Unfortunately directly indexing documents into Marqo as vectors is not supported at the moment.
Having the inference as part of the add_documents pipeline (which creates the vectors for you) is an intrinsic part of Marqo.
I can offer some alternative approaches that may or may not be useful in your case:
If your vectors come from a supported model architecture then you could load your model into Marqo during index creation, you can refer to the documentation for loading generic CLIP and SBERT models. Marqo will then create the vectors for you.
You can also search directly with vectors once your data is indexed via the context parameter in the search API.
Thank you for your insightful answer. Using the CLIP and SBERT models is not an option as I want to index documents with audio features extracted using essentia.

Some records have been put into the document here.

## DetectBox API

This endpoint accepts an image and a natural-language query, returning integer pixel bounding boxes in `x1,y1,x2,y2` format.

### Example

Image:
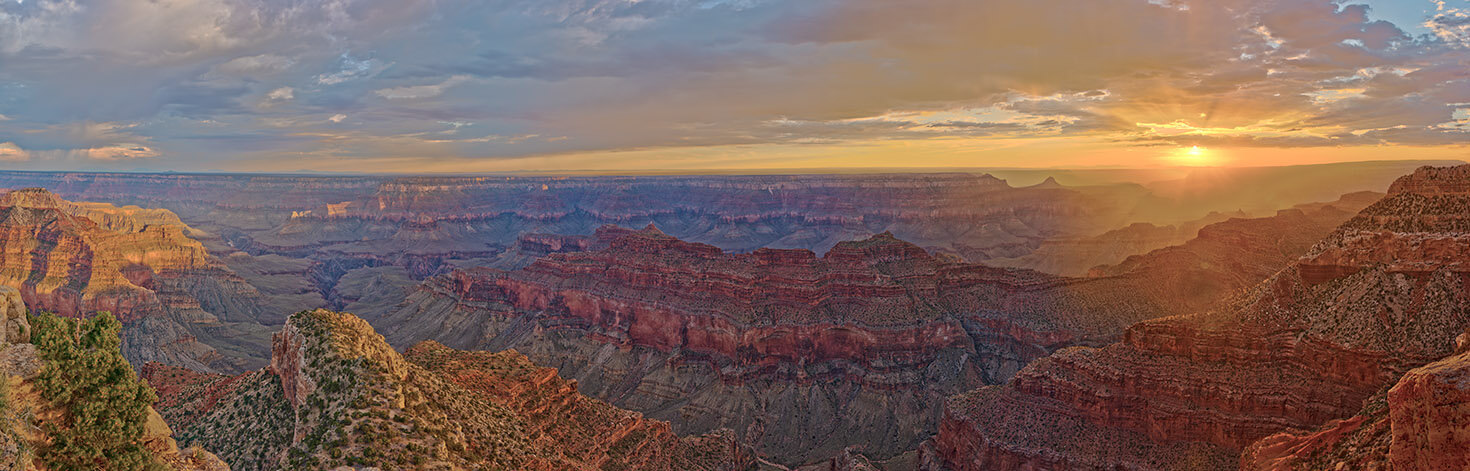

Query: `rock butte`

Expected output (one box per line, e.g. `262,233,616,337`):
144,311,751,471
368,192,1351,462
935,166,1470,470
0,188,273,371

But maybe I’m just overlooking something and the features from Marqo are already supporting what I want to achieve.
I see, at this stage we don’t currently support any models that do feature extraction from audio directly.
If you are just looking to work with vectors that you already have, then I would suggest that a vector database that doesn’t include the inference might be a better fit for your use case. There are some good open source options such as HNSWLib which is a more minimal implementation of vector search or OpenSearch which is more complex to use but is also more feature rich.
Marqo is targeted towards working directly with text and images where the vectors are created internally using a model of your choice.
For example an index created as
mq.create_index("my-index", model="hf/e5-base")
would then use the e5-base model to create the vectors. Adding documents like
mq.index("my-index").add_documents(
[
{
"text": "The EMU is a spacesuit that provides environmental protection.",
},
],
tensor_fields=["text"],
)
Would take the "text" and turn it into a vector using the hf/e5-base base. The same process is applied at search time where a text is converted into a vector to do the vector search.